Katharine Hepburn was an award-winning and stereotype-breaking actor
Katharine Hepburn’s Oscar nominations and wins are notable for a few other reasons as well. Per Screen Rant, she is one of the oldest Academy Award winners of all time. She was 74 at the time of her win for “On Golden Pond,” making her then the oldest woman to ever receive the Best Actress Oscar. Today, she is in second place, as Jessica Tandy took the lead as the oldest woman to win a Best Actress Oscar statue, for her lead role in 1989’s “Driving Miss Daisy.”
As reported by the Financial Times, Hepburn was nominated for two Academy Awards in the 1930s, two in the 1940s, four in the 1950s, three in the 1960s, and one in the 1980s. She is also one of two actresses who won the Academy Award in a tie with someone else. In 1969, not only did she win for “The Lion In Winter,” but Barbra Streisand also won for “Funny Girl.” Streisand gave a memorable speech in a flashy bell-bottomed pantsuit at the award ceremony, which Hepburn did not attend.

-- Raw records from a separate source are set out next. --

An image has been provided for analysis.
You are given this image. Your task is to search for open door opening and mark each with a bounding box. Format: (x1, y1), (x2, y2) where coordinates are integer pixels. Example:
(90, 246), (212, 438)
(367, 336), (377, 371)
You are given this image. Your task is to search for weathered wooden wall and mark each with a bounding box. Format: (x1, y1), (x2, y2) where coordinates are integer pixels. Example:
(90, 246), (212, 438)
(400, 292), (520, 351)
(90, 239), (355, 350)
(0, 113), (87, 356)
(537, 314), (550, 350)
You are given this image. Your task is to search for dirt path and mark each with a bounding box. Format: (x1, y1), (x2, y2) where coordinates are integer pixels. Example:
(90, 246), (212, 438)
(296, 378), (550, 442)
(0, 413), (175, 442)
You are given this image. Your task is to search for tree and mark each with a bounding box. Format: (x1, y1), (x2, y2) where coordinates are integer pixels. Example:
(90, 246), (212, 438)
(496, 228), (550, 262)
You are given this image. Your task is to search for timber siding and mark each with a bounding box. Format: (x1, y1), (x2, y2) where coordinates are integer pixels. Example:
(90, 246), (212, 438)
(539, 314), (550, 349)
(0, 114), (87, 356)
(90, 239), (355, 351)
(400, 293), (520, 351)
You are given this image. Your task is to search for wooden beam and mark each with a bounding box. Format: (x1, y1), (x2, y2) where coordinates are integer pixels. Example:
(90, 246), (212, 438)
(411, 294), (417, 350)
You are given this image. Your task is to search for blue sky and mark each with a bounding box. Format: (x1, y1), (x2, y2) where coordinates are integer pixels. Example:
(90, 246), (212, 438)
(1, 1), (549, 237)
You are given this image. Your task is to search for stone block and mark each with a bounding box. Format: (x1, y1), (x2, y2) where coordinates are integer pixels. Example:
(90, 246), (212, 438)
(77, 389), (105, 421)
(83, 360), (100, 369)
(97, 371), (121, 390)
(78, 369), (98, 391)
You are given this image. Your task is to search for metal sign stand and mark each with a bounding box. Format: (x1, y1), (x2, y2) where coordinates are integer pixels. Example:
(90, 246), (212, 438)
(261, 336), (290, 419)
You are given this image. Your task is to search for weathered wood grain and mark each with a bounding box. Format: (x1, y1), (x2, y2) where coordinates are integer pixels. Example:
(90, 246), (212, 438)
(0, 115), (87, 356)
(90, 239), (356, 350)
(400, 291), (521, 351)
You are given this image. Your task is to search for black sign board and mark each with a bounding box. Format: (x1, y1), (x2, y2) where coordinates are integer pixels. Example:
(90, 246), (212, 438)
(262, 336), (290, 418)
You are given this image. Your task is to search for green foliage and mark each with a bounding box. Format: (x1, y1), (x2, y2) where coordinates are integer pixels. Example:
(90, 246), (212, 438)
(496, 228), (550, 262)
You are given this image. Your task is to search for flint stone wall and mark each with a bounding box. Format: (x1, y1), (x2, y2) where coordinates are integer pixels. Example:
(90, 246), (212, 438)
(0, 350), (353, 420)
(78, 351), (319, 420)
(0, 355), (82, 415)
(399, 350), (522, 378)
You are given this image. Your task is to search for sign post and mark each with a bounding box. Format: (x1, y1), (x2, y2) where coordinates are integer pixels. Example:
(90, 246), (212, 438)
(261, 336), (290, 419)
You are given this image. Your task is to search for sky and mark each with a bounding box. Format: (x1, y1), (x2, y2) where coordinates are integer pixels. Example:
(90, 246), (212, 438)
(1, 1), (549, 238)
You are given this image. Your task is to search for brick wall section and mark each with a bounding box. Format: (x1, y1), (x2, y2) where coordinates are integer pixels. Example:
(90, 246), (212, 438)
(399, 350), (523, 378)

Hepburn’s biographer Sheridan Morley (“Katharine Hepburn: A Celebration“) summed up her career this way for the BBC: “Hepburn, alone in her time, brought a mind and an intellect to her movies. She was the first woman on screen to suggest that she had actually thought long and hard about what she was to say next. It was with her that women on the screen came of age.”